Senate threatens to cut DTS funding
- By Josh Rogin
- Nov 16, 2006
The Defense Department must fix its Defense Travel System or federal funding will be cut off, senators told DOD officials today. The long-embattled system is not working despite costing almost $500 million in the past eight years, the senators said.
DTS was intended to be DOD’s all-in-one, Web-based travel management solution, but the system has faced repeated criticism over its lack of usability and delays in development.
“I am appalled that the Defense Department has spent half a billion dollars to develop a system that doesn’t work as required, that doesn’t save money as we were led to believe, and that isn’t being used by DOD personnel” said Sen. Norm Coleman (R-Minn.), chairman of the Senate Homeland Security and Governmental Affairs Committee’s Permanent Subcommittee on Investigations, at a hearing today.
Coleman said he plans to introduce legislation to kill the travel portion of the system. “The travel component of DTS is a failure and a waste of taxpayers’ money,” he said.
DTS’ travel-booking feature fails to find the best fares, and the interface is difficult to use, Coleman said. The system’s back end, including accounting, vouchers and connections to other DOD systems, works reasonably well, however, and should be preserved, if possible, he said.
David Chu, undersecretary of Defense for personnel and readiness, told the committee that DOD was not satisfied with the system’s travel functions. DTS is a means to an end, he said, and the goal is to find the best overall solution. The department is exploring all options for fixing DTS, Chu said.
Sen. Tom Coburn (R-Okla.) told Chu he would block further funding for DTS if the problems aren’t resolved. “There won’t be any money going to the Pentagon as long as I’m a U.S. senator until this is fixed,” he said.
The subcommittee found that DTS was used for only 17 percent of travel transactions between January and September at the 42 DOD locations it surveyed. At the Pentagon, only 19.8 percent of travel bookings were made through DTS during the same period, according to the subcommittee’s investigation.
The DTS program office also failed to keep records that would allow objective evaluations of DTS’ success, said Acting DOD Inspector General Thomas Gimble. The department could not produce the cost or savings documentation needed to judge the system, he said.
“It is not possible for us to determine whether DTS is the most cost-effective way to meet the department’s travel management needs or even to fully quantify cost savings,” Gimble testified.
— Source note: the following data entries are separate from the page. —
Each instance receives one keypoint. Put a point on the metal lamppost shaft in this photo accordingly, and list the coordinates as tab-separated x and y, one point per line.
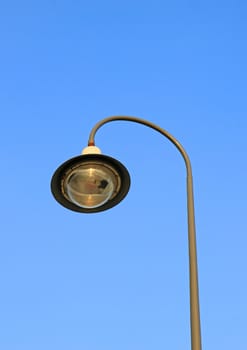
193	273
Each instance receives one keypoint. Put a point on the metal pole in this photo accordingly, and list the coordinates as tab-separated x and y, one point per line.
193	273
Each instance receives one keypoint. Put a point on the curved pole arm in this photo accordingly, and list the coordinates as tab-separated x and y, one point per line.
193	273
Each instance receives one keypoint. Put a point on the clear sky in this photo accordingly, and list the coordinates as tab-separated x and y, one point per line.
118	280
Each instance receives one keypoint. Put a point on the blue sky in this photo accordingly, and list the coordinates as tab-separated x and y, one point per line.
119	279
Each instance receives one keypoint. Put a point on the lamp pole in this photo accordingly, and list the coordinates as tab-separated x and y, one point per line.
193	270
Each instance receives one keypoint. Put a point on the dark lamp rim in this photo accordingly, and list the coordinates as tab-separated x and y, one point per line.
60	174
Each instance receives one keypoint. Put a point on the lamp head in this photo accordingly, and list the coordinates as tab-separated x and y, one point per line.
90	183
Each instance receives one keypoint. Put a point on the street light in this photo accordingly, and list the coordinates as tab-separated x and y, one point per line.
93	182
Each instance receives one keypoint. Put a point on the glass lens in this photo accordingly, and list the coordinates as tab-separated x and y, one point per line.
90	185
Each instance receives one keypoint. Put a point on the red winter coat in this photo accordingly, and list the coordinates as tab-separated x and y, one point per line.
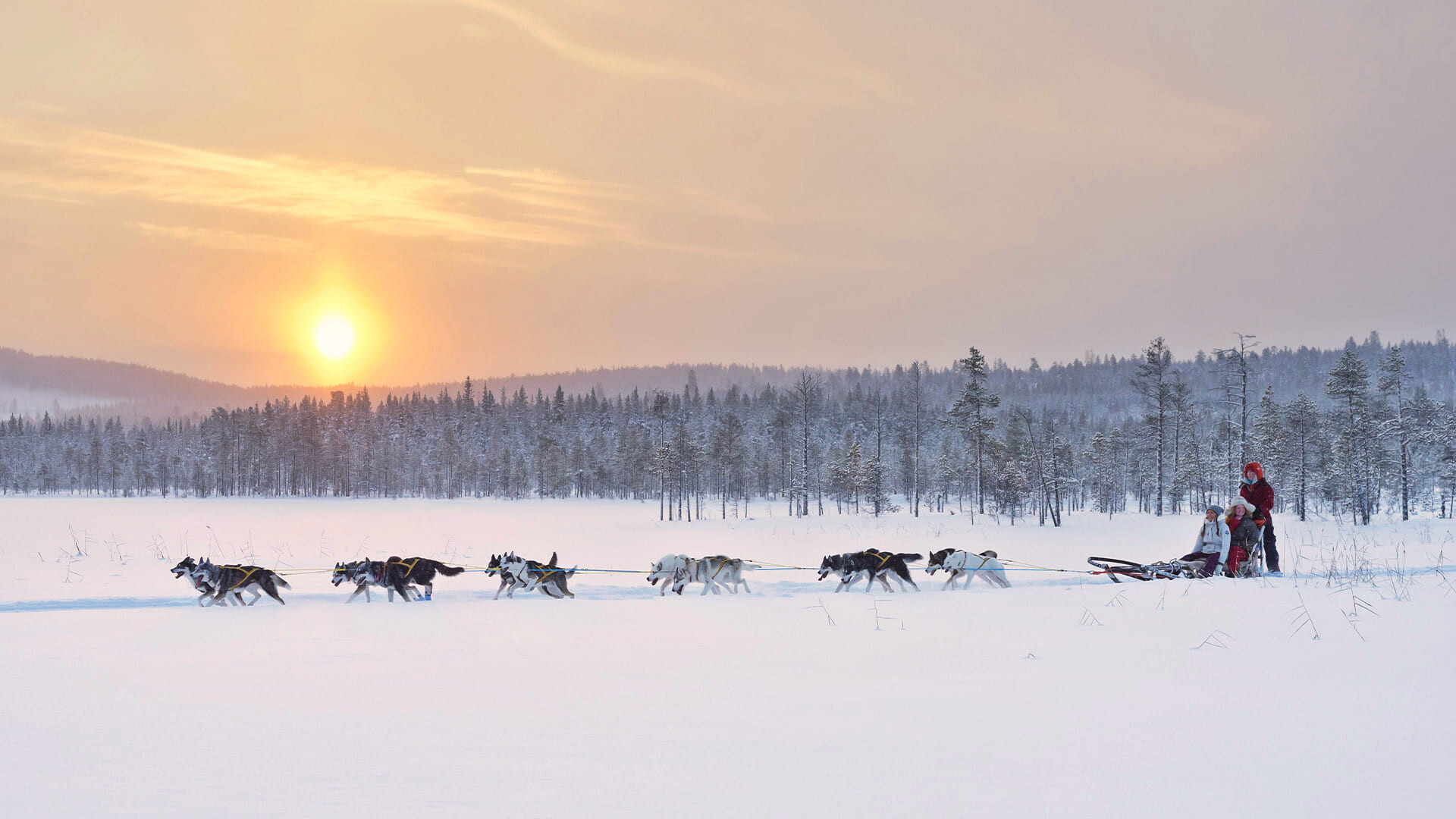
1258	493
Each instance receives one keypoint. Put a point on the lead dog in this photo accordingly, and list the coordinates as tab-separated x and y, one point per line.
714	572
235	579
959	563
666	570
873	564
188	567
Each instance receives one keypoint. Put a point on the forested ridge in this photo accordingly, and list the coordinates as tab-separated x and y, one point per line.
1353	431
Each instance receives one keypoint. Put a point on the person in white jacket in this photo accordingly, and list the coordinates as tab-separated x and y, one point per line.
1212	545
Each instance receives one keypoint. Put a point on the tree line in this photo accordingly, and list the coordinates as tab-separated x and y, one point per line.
1348	431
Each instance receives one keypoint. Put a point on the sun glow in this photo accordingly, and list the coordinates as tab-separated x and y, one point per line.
334	337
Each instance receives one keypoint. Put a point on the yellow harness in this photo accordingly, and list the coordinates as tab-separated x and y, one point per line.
411	564
245	576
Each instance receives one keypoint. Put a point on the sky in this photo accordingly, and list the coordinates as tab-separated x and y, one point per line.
484	187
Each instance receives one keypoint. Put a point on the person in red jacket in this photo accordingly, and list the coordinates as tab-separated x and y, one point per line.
1261	494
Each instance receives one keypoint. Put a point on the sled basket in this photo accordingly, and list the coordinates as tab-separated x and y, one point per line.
1119	569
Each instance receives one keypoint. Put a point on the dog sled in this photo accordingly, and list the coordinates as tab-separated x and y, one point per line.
1119	570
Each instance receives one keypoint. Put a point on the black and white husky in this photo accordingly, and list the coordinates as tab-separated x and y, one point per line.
970	564
873	564
394	575
235	579
360	575
520	573
194	575
714	572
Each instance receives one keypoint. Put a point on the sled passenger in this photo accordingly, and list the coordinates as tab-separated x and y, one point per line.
1261	497
1212	545
1244	534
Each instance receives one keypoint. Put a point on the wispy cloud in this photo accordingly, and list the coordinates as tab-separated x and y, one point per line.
224	240
49	159
619	63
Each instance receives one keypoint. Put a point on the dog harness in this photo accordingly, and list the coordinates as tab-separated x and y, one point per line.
411	564
245	576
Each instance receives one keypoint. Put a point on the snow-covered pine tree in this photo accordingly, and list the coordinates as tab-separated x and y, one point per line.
973	414
1153	384
1348	387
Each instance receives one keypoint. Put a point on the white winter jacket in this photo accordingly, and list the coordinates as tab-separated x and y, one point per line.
1213	538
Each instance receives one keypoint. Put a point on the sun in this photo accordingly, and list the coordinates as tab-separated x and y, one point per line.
334	335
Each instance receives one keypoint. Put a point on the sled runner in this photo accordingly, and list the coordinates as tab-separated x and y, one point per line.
1116	569
1120	569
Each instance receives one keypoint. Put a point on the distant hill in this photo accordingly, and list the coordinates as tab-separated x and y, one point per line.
31	385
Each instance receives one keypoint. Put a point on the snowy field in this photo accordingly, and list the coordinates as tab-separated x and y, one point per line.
1065	695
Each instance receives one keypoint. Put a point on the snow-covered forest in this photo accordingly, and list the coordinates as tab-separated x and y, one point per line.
1348	431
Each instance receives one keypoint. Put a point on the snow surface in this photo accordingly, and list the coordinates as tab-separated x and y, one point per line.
1065	695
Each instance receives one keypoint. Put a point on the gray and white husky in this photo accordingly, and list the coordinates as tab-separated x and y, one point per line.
970	564
664	570
194	575
546	577
235	579
362	577
714	572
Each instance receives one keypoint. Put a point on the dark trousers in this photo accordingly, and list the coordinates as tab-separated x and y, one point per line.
1270	553
1210	561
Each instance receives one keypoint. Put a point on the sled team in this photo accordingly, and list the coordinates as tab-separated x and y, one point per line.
1228	542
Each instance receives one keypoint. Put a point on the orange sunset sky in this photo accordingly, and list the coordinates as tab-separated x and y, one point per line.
494	187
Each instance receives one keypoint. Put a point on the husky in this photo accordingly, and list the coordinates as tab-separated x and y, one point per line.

Coburn introduced an amendment to the 2007 Defense Authorization bill that would have switched DTS to a fee-per-transaction program, but the amendment was taken out of the bill by the joint House/Senate conference committee.
In its place, the conferees mandated an independent study to determine the possibility of separating the travel and accounting functions of DTS, and to evaluate the program’s future. A federally funded research and development center will conduct the study, officials said.
Sen. Carl Levin (D-Mich.) said at the hearing that he would depend on the forthcoming study to inform him about DTS’ viability. Levin will become chairman of the subcommittee when the congressional leadership changes hands next year.
The DTS contract began as a fee-per-transaction contract in 1998 but was switched to a cost-plus-profit contract in 2001, shortly after Northrop Grumman acquired the company that was managing DTS. The government has paid out a total of $474 million for DTS, according to the Government Accountability Office, with $264 million going to Northrop Grumman.